Data-driven computation for periodic stochastic differential equations
Yao Li, Jiatong Sun
TL;DR
This work addresses stochastic systems under time-periodic forcing by extending data-driven Fokker-Planck methods to the periodic setting, enabling computation of the time-periodic invariant density $u(x,t)$ that satisfies the periodic equation Lu = 0 with $u(x,t+T)=u(x,t)$. It develops a grid-based finite-difference solver and a mesh-free neural-network solver, each enforcing time periodicity and leveraging Monte Carlo sampling to recover the periodic density; convergence speed to the periodic measure is analyzed via a Floquet-type decomposition of coupling times. The authors propose and validate a coupling-based estimator for the geometric ergodicity rate $r$ and a periodic pre-factor $C(t)$, demonstrated on the Stuart–Landau oscillator, a chaotic forced Van der Pol system, and periodically driven neuronal oscillators. This framework advances data-driven analysis of periodic stochastic dynamics and provides practical tools for quantifying convergence to periodic equilibria in applications such as neuroscience and coupled oscillatory networks.
Abstract
Many stochastic differential equations in various applications like coupled neuronal oscillators are driven by time-periodic forces.

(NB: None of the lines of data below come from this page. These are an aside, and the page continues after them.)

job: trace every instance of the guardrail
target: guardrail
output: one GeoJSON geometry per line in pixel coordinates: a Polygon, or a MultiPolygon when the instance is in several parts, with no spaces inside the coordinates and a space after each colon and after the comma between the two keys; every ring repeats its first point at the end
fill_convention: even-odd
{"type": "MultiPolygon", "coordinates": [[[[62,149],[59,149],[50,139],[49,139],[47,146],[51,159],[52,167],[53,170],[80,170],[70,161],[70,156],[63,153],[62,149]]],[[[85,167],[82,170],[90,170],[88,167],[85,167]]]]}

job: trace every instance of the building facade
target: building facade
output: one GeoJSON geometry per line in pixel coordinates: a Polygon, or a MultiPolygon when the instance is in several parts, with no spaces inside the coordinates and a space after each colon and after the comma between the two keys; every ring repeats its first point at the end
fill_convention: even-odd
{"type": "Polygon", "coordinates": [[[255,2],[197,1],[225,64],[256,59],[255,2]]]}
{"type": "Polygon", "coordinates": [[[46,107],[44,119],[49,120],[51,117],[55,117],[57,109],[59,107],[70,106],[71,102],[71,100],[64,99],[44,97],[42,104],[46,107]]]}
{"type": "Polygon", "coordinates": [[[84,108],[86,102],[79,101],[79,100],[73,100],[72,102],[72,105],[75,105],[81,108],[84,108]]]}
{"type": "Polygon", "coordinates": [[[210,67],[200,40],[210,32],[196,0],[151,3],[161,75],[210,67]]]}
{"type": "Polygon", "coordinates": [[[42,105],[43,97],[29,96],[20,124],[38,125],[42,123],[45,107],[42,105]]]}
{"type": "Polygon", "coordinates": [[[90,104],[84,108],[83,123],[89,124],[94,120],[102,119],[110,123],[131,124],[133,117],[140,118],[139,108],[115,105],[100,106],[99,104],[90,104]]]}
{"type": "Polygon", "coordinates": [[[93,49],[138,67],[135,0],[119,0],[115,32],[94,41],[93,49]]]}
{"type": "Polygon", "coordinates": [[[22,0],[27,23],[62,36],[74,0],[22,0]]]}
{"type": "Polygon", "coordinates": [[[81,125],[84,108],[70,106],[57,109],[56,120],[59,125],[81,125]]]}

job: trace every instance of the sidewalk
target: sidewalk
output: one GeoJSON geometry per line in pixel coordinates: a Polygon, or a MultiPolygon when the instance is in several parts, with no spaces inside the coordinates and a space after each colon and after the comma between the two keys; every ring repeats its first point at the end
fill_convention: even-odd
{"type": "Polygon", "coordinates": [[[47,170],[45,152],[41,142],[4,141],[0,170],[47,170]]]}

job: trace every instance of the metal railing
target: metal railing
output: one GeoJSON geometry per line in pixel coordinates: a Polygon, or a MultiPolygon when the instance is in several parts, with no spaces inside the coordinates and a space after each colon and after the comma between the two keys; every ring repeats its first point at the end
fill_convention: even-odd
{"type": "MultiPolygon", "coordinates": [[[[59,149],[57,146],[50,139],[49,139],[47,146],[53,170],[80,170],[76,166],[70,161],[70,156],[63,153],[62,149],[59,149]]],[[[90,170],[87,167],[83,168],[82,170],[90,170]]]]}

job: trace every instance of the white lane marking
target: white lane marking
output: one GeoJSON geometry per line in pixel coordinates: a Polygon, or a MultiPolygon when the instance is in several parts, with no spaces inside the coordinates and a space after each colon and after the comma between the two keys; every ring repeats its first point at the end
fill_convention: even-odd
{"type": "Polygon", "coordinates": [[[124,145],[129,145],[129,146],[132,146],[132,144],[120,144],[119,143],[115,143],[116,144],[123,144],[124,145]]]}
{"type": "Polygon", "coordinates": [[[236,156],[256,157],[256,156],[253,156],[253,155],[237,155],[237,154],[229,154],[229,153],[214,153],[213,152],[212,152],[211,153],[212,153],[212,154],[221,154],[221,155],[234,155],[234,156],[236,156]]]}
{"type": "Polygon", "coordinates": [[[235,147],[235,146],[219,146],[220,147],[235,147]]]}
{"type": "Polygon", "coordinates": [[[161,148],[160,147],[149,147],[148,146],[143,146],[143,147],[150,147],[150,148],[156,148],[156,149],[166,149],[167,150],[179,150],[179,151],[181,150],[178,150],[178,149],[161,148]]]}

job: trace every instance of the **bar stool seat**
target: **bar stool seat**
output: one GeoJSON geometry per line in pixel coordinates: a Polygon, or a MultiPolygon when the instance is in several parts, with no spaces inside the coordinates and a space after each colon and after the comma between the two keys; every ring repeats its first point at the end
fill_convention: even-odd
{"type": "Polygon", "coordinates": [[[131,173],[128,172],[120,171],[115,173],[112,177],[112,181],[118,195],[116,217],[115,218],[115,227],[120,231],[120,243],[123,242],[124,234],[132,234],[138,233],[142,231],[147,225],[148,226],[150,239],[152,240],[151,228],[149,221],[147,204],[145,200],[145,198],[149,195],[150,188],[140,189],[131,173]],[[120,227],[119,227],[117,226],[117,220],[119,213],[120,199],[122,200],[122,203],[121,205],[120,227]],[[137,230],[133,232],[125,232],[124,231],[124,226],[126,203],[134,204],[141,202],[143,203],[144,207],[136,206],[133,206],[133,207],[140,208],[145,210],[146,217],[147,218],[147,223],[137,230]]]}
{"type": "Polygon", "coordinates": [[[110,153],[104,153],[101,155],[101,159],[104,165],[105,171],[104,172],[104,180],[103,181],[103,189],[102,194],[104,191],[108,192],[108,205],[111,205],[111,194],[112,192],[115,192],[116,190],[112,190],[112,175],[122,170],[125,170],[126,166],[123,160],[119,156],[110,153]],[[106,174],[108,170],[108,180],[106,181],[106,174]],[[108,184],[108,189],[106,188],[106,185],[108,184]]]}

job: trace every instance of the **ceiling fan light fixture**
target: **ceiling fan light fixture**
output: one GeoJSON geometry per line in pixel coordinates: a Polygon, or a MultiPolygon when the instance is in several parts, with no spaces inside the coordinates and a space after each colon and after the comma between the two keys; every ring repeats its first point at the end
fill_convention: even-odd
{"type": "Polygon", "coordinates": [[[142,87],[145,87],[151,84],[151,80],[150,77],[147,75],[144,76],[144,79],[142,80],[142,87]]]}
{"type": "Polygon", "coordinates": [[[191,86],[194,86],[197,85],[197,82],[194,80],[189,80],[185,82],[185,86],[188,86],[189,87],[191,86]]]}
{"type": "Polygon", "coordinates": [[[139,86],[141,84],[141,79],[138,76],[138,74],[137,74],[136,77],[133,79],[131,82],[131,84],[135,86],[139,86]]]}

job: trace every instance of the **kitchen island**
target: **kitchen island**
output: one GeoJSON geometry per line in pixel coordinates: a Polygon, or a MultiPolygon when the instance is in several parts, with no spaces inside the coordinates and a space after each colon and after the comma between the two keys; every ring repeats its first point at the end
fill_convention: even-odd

In this paper, we extend several data-driven computational tools from autonomous Fokker-Planck equation to the time-periodic setting. This allows us to efficiently compute the time-periodic invariant probability measure using either grid-base method or artificial neural network solver, and estimate the speed of convergence towards the time-periodic invariant probability measure. We analyze the convergence of our algorithms and test their performances with several numerical examples.